Nipissing-Timiskaming MP Anthony Rota said he is looking forward to the speech, which is set to be delivered Wed. Sept. 23.
But while many are wondering of the possibility of a fall election, should the speech not receive the support of at least one other opposition party, the speaker believes it will pass.
"In a minority government you never know when an election is going to take place," said Rota.
"It could happen at any time but it seems like there is cooperation within the ranks of the different parties and it looks like there is going to be enough in common there to go ahead."
When parliament resumes, it will once again be doing so in a hybrid format, due to the risks of the ongoing COVID-19 pandemic.
Rota said this means that while many MP's will be returning to Ottawa, others will be joining and voting virtually from their home communities, in a bid to reduce the number of people inside parliament at one time.
While the pandemic has certainly kept the northern MP busy over the last six months, he said he has been continuing to work on bringing much needed investments into his riding.
Over the last calendar year, approximately $48 million has been invested in the area in things such as infrastructure, transit and a record number for the Canada Summer Jobs program.

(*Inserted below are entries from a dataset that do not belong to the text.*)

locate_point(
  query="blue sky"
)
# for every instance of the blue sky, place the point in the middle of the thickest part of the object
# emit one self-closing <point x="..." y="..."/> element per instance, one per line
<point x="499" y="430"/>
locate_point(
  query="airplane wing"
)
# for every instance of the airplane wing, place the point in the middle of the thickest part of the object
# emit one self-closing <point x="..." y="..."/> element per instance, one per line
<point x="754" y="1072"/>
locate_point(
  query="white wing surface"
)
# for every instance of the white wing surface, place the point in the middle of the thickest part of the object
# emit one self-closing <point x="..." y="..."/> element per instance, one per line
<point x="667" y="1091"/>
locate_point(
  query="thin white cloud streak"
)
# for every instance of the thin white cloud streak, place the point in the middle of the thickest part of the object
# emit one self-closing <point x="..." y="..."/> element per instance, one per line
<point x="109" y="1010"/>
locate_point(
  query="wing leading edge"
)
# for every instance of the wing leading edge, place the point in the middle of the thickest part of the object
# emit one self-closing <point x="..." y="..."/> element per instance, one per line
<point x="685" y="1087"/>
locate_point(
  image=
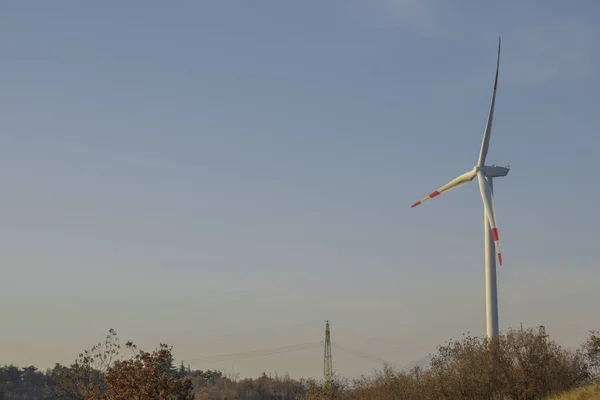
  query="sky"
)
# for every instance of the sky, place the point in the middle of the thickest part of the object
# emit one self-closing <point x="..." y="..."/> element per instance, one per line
<point x="226" y="176"/>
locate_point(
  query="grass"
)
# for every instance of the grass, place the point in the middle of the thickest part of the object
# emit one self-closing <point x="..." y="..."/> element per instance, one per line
<point x="586" y="393"/>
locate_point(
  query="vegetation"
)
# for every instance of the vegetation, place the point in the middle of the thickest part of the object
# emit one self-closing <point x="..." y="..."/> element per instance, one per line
<point x="520" y="364"/>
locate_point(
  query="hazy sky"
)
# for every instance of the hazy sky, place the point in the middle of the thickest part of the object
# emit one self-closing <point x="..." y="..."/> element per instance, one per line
<point x="224" y="176"/>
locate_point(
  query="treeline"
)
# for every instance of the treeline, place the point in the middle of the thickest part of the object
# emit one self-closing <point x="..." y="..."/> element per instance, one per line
<point x="520" y="364"/>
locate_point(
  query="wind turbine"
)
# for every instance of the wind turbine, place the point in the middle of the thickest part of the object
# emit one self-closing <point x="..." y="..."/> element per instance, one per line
<point x="485" y="175"/>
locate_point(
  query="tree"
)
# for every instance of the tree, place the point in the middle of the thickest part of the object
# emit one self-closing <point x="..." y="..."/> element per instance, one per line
<point x="147" y="376"/>
<point x="98" y="374"/>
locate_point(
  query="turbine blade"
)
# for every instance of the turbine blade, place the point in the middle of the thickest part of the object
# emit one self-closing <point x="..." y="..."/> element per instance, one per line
<point x="453" y="184"/>
<point x="485" y="143"/>
<point x="490" y="212"/>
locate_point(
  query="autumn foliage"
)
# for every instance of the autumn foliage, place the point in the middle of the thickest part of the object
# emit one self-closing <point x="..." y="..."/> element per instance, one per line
<point x="520" y="364"/>
<point x="99" y="375"/>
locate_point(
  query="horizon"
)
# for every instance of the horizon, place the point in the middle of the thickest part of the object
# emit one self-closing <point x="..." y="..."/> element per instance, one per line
<point x="226" y="177"/>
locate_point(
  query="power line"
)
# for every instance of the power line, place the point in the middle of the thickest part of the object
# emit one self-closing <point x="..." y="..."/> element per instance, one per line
<point x="363" y="355"/>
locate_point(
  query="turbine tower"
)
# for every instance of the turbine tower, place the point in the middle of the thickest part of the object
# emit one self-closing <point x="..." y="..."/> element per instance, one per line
<point x="485" y="175"/>
<point x="328" y="362"/>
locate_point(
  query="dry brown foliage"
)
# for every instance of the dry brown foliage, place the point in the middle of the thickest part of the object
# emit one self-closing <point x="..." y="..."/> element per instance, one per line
<point x="98" y="375"/>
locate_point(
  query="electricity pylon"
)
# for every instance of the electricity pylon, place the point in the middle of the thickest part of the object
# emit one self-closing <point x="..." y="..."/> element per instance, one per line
<point x="328" y="363"/>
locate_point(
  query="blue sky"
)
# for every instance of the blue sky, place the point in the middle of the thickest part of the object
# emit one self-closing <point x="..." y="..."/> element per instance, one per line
<point x="180" y="171"/>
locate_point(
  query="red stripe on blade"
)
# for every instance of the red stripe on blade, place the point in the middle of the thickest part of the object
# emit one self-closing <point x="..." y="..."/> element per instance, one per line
<point x="495" y="234"/>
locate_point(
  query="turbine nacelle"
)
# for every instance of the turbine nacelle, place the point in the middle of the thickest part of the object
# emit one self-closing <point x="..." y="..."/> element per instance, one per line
<point x="492" y="171"/>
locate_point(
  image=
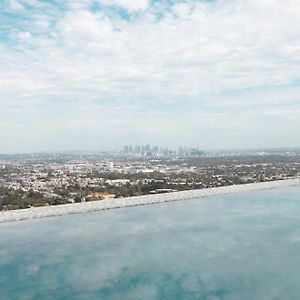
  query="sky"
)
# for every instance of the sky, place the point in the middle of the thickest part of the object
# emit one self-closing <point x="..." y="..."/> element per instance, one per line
<point x="98" y="74"/>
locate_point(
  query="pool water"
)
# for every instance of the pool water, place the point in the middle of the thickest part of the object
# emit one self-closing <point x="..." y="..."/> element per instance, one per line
<point x="238" y="246"/>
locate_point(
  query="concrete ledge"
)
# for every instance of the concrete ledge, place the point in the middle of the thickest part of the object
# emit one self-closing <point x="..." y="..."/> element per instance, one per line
<point x="58" y="210"/>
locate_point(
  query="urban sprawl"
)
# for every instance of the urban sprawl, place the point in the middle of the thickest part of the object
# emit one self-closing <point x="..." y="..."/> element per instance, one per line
<point x="57" y="178"/>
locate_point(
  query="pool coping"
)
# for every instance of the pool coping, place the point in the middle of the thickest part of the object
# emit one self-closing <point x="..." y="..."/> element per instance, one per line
<point x="75" y="208"/>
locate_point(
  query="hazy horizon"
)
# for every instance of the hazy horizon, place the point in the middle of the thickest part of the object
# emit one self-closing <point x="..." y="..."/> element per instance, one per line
<point x="99" y="74"/>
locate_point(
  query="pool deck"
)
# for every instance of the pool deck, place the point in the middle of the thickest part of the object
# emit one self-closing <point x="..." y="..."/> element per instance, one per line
<point x="65" y="209"/>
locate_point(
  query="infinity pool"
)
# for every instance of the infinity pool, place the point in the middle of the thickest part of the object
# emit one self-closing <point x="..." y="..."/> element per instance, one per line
<point x="239" y="246"/>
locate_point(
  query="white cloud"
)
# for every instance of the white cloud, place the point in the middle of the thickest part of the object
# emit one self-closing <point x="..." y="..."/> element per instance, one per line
<point x="15" y="5"/>
<point x="213" y="56"/>
<point x="131" y="6"/>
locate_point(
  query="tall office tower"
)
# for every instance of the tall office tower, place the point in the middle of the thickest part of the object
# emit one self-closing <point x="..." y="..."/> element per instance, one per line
<point x="155" y="149"/>
<point x="137" y="149"/>
<point x="130" y="150"/>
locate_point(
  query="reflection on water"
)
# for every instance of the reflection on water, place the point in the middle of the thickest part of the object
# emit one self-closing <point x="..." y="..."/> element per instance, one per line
<point x="241" y="246"/>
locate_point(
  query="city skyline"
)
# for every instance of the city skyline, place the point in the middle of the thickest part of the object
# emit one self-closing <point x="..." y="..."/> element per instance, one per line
<point x="98" y="74"/>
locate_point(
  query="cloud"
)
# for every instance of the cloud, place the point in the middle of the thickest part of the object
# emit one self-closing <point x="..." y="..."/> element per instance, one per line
<point x="131" y="6"/>
<point x="157" y="64"/>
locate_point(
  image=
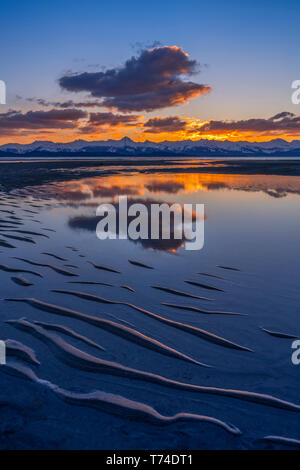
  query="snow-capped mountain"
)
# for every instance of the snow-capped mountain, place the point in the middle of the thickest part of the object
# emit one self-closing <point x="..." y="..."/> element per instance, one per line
<point x="127" y="147"/>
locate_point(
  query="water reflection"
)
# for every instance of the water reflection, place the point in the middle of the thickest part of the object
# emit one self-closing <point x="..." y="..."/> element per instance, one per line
<point x="77" y="198"/>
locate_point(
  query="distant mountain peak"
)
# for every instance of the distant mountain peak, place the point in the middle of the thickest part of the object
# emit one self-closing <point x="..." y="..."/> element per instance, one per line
<point x="127" y="146"/>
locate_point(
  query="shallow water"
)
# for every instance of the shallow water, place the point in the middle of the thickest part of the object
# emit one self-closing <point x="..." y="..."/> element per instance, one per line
<point x="252" y="224"/>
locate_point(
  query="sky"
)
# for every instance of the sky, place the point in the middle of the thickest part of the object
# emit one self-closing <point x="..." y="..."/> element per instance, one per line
<point x="159" y="70"/>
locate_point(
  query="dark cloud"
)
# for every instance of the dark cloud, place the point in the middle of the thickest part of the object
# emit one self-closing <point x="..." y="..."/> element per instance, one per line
<point x="65" y="104"/>
<point x="152" y="80"/>
<point x="169" y="124"/>
<point x="284" y="122"/>
<point x="53" y="119"/>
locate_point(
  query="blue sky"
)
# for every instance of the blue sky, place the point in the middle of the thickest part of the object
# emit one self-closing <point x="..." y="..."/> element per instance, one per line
<point x="248" y="50"/>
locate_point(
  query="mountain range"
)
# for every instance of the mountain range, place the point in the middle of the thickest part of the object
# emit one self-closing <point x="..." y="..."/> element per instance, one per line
<point x="128" y="147"/>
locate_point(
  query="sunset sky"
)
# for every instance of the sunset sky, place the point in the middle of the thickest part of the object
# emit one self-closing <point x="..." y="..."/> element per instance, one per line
<point x="161" y="70"/>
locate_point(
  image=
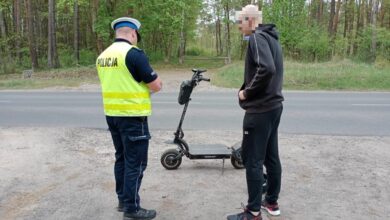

"When you look at all of it, and COVID coming together, we never got a chance to really tell people what was going on in the background," said Rota.
"I think this is an opportunity to let them know that there is a lot of money coming into the riding and allowing us to get out of the COVID rut that we are in and start building the economy again."
As Speaker of the House of Commons, Rota also joined with his counterparts from the other G7 nations and the European Union earlier this month.
While the meeting is an annual tradition, it was conducted virtually this year due to the pandemic.
"The discussions really centered around climate change and how we can keep our economies going and doing it well, more of an equity thing where people will not be left behind when we start making the changes required to save the climate and save the planet," expressed Rota.
The conference, which was hosted by United States Speaker of the House of Representatives Nancy Pelosi, also included messages from former U.S. Secretary of State Madeline Albright, His Holiness the Dalai Lama, and U2 singer and activist Bono.